Animal Welfare

We recognise that maintaining animal health and well-being is crucial to cashmere producers’ way of life and future prosperity. Our Animal Husbandry Code of Practice helps to monitor and improve welfare practices of Mongolia’s nomadic herders, while our new joint code of practice with ICCAW will target farm-based cashmere production in Inner Mongolia.

Both codes of practice are based on the internationally recognised Five Freedoms of animal welfare:

  1. Freedom from thirst and hunger
  2. Freedom from discomfort
  3. Freedom from pain, injury, and disease
  4. Freedom to express most normal behaviour
  5. Freedom from fear and distress

The prosperity of herders follows the prosperity of their herd. If you succeed to love the herd, the herd will repay with love.

Altansukh T, Bayan Tol Cooperative

Nomadic Herding and Farming Approaches

In Mongolia, herders practice pastoral herding methods and live alongside their animals, accompanying them to their pasture and moving with them to find sufficient forage. Together they face harsh and unpredictable environments, whether that be droughts, storms and extreme temperature fluctuations.

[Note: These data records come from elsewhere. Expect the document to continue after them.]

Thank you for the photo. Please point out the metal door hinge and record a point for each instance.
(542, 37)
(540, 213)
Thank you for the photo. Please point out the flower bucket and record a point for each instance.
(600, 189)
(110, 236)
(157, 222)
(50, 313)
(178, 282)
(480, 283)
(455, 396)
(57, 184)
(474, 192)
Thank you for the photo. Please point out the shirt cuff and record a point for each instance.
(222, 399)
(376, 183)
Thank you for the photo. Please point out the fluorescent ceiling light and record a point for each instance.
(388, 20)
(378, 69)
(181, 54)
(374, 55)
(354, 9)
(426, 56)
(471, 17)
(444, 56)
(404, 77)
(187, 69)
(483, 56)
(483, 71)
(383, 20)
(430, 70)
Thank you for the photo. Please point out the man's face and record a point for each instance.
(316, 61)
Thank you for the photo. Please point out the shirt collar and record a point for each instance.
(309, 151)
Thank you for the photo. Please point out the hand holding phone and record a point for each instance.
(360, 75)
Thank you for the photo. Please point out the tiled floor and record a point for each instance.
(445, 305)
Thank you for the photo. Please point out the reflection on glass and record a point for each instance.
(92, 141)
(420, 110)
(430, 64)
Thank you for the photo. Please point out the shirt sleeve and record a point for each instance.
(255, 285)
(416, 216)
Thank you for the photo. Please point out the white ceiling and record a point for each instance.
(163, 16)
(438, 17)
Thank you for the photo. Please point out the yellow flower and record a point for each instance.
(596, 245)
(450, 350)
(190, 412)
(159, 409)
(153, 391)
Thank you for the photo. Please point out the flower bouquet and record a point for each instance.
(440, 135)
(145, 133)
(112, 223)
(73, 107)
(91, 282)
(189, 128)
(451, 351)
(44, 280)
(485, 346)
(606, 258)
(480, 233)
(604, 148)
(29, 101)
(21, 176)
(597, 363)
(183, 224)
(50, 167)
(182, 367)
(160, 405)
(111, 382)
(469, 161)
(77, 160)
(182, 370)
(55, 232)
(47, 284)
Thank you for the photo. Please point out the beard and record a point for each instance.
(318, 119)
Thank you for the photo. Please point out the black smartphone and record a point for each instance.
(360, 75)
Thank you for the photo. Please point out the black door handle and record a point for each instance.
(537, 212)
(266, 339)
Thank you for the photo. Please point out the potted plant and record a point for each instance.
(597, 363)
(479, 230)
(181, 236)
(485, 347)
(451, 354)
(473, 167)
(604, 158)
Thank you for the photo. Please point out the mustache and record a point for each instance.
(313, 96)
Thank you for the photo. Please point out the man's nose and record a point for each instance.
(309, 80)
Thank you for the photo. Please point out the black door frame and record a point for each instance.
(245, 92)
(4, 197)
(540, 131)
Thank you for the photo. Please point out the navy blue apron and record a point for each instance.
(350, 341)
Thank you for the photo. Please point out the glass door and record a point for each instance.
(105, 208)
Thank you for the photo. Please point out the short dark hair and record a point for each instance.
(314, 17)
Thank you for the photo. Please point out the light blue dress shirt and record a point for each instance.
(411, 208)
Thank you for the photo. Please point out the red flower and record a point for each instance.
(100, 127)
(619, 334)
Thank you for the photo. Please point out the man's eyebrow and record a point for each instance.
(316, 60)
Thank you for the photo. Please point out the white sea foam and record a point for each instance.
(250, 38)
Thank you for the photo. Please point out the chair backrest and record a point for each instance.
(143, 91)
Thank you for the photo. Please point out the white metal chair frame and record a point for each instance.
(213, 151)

In contrast, the Inner Mongolia region of China has undergone a vast shift in the way livestock are raised. Since grazing land has been privatised and fenced, herders now raise their goats in ways much more familiar to the western-style of farming, with barns and fenced fields.

Both nomadic pastoralism and farm-based cashmere production can be welfare-friendly. We understand the need for codes of practice that are adapted to the different context, depending on whether goats are raised by farming or pastoral methods.

Livestock and wildlife

Our approach to animal welfare also considers the welfare of the native wildlife that share their rangeland habitat with cashmere goats. Through training and workshops on our Rangeland Stewardship Code of Practice, we promote practices that help preserve pasture condition and water sources in order to maintain healthy populations of wildlife. This is particularly important for wild ungulate species that rely on the same pasture resources as domestic livestock.